I'm trying eat a pizza here, and you ain't helping!!!! :--|


----------



## Finger_Mullet (Aug 19, 2005)

*Dang!!*

That would suck!!!

Darin


----------



## AtlantaKing (Jul 7, 2002)

I doubt those are the same set of pictures. I know for a fact that the last picture of the foot is a shotgun accident. You got this in an email recently, huh?


----------



## fyremanjef (Feb 17, 2005)

According to Snopes,,, its real.. except the shot gun to the foot 

http://www.snopes.com/photos/gruesome/polarbear.asp


----------



## saltandsand (Nov 29, 2007)

AtlantaKing said:


> I doubt those are the same set of pictures. I know for a fact that the last picture of the foot is a shotgun accident. You got this in an email recently, huh?

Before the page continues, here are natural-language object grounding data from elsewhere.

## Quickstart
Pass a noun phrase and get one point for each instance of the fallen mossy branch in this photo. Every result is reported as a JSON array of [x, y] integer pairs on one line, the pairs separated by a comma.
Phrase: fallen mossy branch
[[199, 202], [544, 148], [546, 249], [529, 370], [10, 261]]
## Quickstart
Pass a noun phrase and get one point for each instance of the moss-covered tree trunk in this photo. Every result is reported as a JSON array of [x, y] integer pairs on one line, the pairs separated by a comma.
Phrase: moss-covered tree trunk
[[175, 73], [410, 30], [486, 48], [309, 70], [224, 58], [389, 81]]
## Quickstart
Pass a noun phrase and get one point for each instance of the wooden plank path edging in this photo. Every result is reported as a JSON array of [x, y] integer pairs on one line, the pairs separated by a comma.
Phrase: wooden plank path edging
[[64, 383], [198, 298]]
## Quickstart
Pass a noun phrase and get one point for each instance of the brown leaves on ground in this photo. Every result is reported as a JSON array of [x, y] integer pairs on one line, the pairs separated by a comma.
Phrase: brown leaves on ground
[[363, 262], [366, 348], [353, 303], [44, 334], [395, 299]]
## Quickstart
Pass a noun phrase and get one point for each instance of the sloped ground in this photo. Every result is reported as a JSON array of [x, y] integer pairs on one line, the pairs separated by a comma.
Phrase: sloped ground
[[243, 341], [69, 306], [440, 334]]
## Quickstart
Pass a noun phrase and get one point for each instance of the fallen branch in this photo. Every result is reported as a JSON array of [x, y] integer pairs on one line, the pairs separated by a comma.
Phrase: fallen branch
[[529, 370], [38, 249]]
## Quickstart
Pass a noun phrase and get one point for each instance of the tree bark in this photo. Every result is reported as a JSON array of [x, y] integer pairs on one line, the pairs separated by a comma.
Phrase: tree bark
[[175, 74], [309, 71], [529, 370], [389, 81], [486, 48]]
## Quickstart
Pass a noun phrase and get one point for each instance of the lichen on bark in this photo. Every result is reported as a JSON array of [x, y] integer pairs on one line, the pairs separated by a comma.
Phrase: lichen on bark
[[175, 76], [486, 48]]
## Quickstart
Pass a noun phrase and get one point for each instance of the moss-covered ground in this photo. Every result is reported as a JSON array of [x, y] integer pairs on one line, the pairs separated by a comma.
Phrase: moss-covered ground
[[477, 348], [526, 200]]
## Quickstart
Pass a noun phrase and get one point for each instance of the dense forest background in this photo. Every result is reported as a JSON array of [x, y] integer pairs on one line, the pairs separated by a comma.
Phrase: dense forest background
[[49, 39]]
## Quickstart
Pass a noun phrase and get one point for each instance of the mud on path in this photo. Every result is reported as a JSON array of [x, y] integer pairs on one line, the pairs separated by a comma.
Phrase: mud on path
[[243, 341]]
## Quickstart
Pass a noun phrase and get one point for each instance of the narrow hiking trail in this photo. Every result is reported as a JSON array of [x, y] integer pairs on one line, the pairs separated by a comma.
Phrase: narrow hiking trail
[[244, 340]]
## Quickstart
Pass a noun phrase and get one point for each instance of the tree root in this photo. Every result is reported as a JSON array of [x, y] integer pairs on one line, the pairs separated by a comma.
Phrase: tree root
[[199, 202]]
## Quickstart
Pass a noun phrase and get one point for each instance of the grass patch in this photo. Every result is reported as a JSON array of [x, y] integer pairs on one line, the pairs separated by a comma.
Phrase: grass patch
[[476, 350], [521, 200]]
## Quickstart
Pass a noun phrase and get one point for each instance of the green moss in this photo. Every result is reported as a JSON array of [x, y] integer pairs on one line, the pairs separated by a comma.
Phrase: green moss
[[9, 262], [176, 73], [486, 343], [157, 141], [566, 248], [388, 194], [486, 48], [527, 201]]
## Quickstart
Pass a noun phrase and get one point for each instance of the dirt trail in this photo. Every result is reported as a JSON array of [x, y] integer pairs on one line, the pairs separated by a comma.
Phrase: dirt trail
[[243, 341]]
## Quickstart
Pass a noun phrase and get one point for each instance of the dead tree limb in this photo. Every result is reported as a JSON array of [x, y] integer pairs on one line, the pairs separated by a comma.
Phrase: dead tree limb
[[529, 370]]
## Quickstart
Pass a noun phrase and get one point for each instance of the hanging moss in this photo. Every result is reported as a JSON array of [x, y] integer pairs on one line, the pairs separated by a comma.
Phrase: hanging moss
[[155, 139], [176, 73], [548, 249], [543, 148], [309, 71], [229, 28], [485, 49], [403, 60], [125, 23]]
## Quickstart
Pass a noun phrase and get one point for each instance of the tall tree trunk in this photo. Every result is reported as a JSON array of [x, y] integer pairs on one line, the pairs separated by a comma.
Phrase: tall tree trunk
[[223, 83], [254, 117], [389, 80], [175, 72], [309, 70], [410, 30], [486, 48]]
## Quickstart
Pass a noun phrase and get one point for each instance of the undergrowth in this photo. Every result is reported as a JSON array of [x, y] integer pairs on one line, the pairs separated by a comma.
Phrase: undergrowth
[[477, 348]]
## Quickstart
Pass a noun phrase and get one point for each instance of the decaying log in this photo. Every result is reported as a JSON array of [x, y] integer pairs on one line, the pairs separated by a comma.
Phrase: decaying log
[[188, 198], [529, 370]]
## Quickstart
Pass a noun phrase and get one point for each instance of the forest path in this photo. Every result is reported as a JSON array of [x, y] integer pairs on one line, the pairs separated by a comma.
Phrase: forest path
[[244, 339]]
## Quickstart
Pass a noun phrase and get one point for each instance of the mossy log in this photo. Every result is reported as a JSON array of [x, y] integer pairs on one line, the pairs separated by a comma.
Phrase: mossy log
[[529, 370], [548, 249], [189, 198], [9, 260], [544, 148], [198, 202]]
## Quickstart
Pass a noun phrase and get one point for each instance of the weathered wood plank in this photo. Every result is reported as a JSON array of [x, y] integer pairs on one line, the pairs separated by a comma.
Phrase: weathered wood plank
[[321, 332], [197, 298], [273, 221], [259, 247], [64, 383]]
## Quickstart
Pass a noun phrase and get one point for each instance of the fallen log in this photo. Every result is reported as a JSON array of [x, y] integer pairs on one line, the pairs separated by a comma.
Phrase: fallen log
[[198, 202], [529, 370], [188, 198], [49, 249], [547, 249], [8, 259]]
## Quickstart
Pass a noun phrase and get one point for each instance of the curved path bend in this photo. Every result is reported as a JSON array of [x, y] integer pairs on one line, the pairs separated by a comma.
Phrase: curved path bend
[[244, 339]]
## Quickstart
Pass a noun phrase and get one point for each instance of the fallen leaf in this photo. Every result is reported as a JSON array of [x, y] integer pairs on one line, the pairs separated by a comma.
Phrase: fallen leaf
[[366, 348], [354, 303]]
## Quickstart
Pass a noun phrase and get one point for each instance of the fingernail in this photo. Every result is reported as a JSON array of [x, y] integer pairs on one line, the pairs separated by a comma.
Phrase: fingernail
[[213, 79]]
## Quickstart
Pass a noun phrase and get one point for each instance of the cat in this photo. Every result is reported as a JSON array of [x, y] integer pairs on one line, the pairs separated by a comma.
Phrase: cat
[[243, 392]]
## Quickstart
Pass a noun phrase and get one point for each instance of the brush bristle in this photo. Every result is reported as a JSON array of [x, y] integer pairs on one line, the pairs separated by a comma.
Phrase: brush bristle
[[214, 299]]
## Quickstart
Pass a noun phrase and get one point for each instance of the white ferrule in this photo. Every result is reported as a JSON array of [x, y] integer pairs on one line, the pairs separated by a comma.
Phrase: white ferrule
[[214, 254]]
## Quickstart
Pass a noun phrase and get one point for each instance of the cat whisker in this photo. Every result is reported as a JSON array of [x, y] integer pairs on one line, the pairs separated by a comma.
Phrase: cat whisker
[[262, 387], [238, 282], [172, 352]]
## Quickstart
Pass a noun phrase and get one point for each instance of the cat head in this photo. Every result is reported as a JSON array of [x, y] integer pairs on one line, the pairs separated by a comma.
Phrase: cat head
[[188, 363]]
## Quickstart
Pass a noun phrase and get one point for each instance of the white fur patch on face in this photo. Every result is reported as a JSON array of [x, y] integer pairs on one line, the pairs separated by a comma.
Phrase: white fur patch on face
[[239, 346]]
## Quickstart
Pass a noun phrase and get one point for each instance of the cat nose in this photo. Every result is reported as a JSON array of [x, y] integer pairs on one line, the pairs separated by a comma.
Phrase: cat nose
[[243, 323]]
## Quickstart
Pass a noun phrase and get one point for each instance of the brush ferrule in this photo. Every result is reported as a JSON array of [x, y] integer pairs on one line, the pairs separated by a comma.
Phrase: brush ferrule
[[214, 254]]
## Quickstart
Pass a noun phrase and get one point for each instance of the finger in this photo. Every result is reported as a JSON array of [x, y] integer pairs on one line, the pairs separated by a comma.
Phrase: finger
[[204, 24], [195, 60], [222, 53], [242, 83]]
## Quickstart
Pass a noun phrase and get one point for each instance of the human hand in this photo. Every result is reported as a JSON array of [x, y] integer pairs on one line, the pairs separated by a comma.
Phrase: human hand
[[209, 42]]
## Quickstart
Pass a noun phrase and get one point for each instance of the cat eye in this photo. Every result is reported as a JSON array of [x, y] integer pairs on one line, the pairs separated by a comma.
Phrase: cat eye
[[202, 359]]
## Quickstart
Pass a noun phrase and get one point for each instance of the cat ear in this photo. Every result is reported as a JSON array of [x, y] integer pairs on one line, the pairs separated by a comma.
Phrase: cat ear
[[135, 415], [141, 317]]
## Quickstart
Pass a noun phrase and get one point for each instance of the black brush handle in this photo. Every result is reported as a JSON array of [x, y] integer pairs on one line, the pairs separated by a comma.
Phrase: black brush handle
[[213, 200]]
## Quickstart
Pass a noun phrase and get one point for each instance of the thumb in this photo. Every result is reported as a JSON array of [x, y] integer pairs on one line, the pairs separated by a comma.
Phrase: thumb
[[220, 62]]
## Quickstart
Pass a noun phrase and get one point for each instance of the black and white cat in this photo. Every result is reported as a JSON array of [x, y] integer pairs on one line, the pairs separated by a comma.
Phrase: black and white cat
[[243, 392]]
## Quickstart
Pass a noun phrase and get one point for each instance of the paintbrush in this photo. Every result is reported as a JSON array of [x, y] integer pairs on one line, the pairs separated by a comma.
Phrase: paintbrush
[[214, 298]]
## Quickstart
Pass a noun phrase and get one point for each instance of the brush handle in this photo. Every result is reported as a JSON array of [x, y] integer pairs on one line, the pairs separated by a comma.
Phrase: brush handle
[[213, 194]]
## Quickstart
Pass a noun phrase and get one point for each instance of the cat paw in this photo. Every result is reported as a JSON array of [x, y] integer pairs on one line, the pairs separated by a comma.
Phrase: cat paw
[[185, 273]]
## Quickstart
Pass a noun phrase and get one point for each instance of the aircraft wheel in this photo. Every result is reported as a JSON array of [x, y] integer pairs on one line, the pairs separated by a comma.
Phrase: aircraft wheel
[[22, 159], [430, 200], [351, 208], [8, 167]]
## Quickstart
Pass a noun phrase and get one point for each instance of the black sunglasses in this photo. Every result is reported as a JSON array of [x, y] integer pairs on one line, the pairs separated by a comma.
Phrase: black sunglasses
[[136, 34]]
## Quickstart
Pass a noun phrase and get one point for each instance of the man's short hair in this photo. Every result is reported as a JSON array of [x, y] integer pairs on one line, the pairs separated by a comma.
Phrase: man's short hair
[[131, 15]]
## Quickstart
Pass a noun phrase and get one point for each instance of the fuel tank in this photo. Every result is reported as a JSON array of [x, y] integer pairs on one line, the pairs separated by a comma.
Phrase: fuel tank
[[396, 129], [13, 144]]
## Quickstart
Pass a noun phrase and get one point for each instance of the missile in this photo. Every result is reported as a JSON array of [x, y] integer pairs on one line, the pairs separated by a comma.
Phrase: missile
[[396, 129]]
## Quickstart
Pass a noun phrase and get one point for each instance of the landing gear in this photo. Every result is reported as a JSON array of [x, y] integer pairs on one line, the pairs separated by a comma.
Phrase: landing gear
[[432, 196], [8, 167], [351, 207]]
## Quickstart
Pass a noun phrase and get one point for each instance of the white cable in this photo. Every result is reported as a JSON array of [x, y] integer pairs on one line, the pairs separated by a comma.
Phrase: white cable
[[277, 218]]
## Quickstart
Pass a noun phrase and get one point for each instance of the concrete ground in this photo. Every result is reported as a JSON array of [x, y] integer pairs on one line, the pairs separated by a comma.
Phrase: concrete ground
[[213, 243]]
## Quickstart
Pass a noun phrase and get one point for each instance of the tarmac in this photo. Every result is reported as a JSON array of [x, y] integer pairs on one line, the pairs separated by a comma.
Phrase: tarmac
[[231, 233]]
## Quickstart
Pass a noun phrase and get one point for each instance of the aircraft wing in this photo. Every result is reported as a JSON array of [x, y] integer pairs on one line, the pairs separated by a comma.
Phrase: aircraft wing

Yes, a friend who is in Maine sent it to me yesterday, not the person who was attacked in the Yukon. Never said I knew the person or fellow campers. I saw the Snopes link provided above about the last picture, which I thought to be a bit off key. But you know for a fact that the last one is different, huh?


----------



## saltandsand (Nov 29, 2007)

fyremanjef said:


> According to Snopes,,, its real.. except the shot gun to the foot
> 
> http://www.snopes.com/photos/gruesome/polarbear.asp


I thought the last pic was a bit different with the focal length and general photographic presentation. Also questioned how a bear would cause such an injury without leaving teeth marks/slices or simply total removal of the foot. I don't have factual evidence to say it is not the same person/event but looks suspicious to me too.


----------



## fyremanjef (Feb 17, 2005)

Looks like this bear is hungry too...


----------



## saltandsand (Nov 29, 2007)

fyremanjef said:


> Looks like this bear is hungry too...


Sure does considering how worked up he looks when compared to the size of what he thinks is his next meal. Bears can be gruesome. What was the name of that naturalist who lived with them for months, saying he was protecting them from poachers, and he was ultimately killed by one of them?


----------



## Mdt1992 (Sep 3, 2007)

the last one does look like a nasty slug wound.

bet he doesnt go back out and sleep in a tent


----------



## fyremanjef (Feb 17, 2005)




----------



## saltandsand (Nov 29, 2007)

fyremanjef said:


>


*"Dirty mouth? Clean it up with Orbit Gum Mint Mojito"*


----------



## Ed K (Mar 1, 2007)

I saw that report and pictures at least a year ago so it hasn't just happened.


----------